While Ferrari is already building two series production hybrid supercars — the plug-in SF90 Stradale and its baby brother, the 296GTB — Lamborghini has made just one electrified model, the limited-production Sián. But that is soon to change, with Lamborghini boss Stephan Winkelmann revealing the Italian supercar maker's path toward an electric future in a recent interview. Before Lamborghini's electrified onslaught begins, however, the last Lamborghinis with a gas-only powertrain will arrive this year. Winkelmann confirmed two new variants of the Huracán and two versions of the Urus SUV as part of a mid-cycle facelift. The first new Huracán model is expected to be the Sterrato, a rally-style off-road supercar first shown as a concept back in 2019. The second Huracán derivative will be a subtler take on the garish high-performance STO (think Porsche 911 GT3 Touring), possibly called JV Stradale. The updated Urus has already been spotted testing and is likely to add a high-performance model.
Plug-In Hybrids Coming, Plus a New Engine
Then 2023 will mark the start of Lamborghini’s electrification plans, with Winkelmann revealing that the Aventador replacement will arrive that year sporting a plug-in-hybrid setup with a new V-12 engine. This will be Lamborghini's first plug-in model, and it will quickly be followed by two more, Urus and Huracán, in 2024. The Urus will use a V-8, but Winkelmann remained tight-lipped about what will power the plug-in Huracán, only saying that it will have a "completely new engine."

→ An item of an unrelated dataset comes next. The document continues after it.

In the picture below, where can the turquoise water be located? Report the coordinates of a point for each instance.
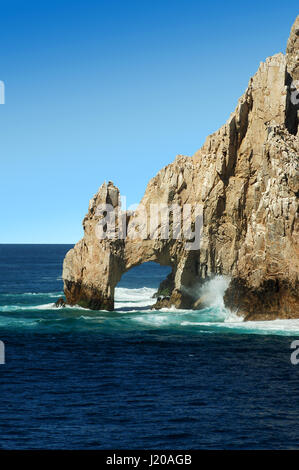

According to Lamborghini, it will be a V-8, but unlike the unit found in the Urus, it will be developed by itself and not shared with Audi or Porsche. The company claims the V-8 will have a 10,000-rpm redline and will be able to run on synthetic fuels, with the hybrid system generating an approximate total of 850 horsepower. Further down the line, Lamborghini is preparing a fully electric grand tourer. Lamborghini's first EV is still in its early planning phase, with the company testing electric rivals and working out the details of what the car will need to be competitive. While it may be a while until we see Lamborghini's EV debut, the Italian automaker has plenty of exciting models to keep us sated in the meantime.